Nvidia Corp. sedang dalam perundingan dengan OpenAI untuk memberikan jaminan keuangan senilai sekitar $250 miliar guna mendukung proyek infrastrukturnya. Langkah ini berpotensi menjadi salah satu transaksi keuangan terbesar dalam sejarah industri kecerdasan buatan (AI), demikian dilaporkan The Wall Street Journal dengan mengutip sejumlah sumber.
Jaminan dari Nvidia ini bertujuan untuk membantu pengembang ChatGPT tersebut mendanai penyewaan dan pembangunan pusat data raksasa di Ohio. Proyek yang diperkirakan memiliki kapasitas 10 gigawatt ini sedang dikembangkan oleh divisi energi SoftBank Group asal Jepang. Sumber-sumber WSJ memperkirakan bahwa total biaya proyek, termasuk instalasi server, pada akhirnya dapat melampaui $500 miliar.
Peran Nvidia sebagai penjamin akan memungkinkan pengembang tersebut memperoleh pendanaan utang dengan syarat-syarat yang lebih menguntungkan, sekaligus memitigasi risiko bagi kreditur terkait fakta bahwa OpenAI tidak memiliki peringkat kredit korporasi layak investasi (investment-grade). Struktur kesepakatan yang diusulkan hanya mencakup biaya penyewaan dan konstruksi, tidak termasuk biaya yang terkait dengan prosesor itu sendiri.

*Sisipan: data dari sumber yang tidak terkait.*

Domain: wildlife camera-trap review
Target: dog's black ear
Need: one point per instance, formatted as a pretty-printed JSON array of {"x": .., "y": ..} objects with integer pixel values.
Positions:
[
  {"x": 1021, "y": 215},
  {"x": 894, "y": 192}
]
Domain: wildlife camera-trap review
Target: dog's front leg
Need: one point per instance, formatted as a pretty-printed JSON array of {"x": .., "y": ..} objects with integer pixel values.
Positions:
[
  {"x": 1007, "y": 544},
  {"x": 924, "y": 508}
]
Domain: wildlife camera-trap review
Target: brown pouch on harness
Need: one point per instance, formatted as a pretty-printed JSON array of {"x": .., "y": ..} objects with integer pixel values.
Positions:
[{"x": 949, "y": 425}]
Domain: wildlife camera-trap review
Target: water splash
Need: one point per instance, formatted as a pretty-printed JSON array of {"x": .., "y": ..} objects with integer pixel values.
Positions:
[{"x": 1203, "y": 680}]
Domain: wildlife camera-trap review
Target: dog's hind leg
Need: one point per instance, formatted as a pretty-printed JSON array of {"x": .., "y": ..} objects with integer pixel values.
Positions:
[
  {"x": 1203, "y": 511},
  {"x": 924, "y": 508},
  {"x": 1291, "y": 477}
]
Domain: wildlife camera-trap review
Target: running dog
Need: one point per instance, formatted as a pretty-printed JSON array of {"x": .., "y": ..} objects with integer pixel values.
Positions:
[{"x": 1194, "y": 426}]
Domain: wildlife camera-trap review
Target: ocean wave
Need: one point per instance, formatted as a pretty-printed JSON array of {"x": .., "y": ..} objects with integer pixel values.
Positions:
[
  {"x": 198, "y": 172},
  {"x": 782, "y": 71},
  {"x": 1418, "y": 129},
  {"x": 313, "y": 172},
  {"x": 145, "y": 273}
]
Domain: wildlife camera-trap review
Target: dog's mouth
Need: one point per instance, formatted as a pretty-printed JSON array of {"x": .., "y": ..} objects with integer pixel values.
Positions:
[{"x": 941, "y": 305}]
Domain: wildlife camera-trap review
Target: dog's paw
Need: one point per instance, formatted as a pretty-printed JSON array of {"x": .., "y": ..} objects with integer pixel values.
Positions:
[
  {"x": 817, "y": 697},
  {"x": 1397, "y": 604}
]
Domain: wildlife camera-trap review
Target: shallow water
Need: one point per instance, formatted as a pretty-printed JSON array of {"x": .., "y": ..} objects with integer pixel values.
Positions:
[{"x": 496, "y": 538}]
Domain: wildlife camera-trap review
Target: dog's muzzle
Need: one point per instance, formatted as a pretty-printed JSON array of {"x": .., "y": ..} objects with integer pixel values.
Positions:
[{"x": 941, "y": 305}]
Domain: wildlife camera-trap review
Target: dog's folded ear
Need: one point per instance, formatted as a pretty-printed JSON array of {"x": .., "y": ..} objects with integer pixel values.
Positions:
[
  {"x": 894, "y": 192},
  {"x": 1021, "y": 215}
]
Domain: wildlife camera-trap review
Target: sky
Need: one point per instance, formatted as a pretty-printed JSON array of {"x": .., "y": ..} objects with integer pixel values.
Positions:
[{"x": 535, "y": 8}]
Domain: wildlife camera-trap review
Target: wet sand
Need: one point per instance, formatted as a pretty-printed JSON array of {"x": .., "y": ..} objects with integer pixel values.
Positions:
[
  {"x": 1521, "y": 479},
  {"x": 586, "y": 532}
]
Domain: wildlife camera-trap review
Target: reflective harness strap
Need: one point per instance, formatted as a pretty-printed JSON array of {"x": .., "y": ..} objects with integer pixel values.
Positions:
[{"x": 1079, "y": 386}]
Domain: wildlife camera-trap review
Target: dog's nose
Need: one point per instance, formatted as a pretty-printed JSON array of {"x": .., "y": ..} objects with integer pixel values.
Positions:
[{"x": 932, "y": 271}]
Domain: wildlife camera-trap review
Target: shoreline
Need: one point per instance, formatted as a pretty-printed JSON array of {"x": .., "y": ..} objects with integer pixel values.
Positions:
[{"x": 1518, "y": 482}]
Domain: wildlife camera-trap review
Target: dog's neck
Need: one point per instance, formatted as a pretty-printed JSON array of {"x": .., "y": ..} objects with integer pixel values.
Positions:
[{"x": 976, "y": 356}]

Selain itu, laporan tersebut menyebutkan bahwa Nvidia dan OpenAI juga sedang membahas kesepakatan terpisah yang secara khusus mengatur pembelian akselerator grafis untuk pusat data baru tersebut. Nilai kontrak ini diperkirakan mencapai sekitar $350 miliar.
Tahap pertama kompleks komputasi di Ohio ini diperkirakan akan menyediakan daya sekitar 800 megawatt, dengan rencana mulai beroperasi pada tahun 2028.
Sumber-sumber WSJ menegaskan bahwa negosiasi masih berlangsung. Ketentuan akhir mengenai pendanaan dan kemitraan belum ditetapkan, yang berarti kesepakatan ini masih bisa berubah atau bahkan tidak terwujud sama sekali.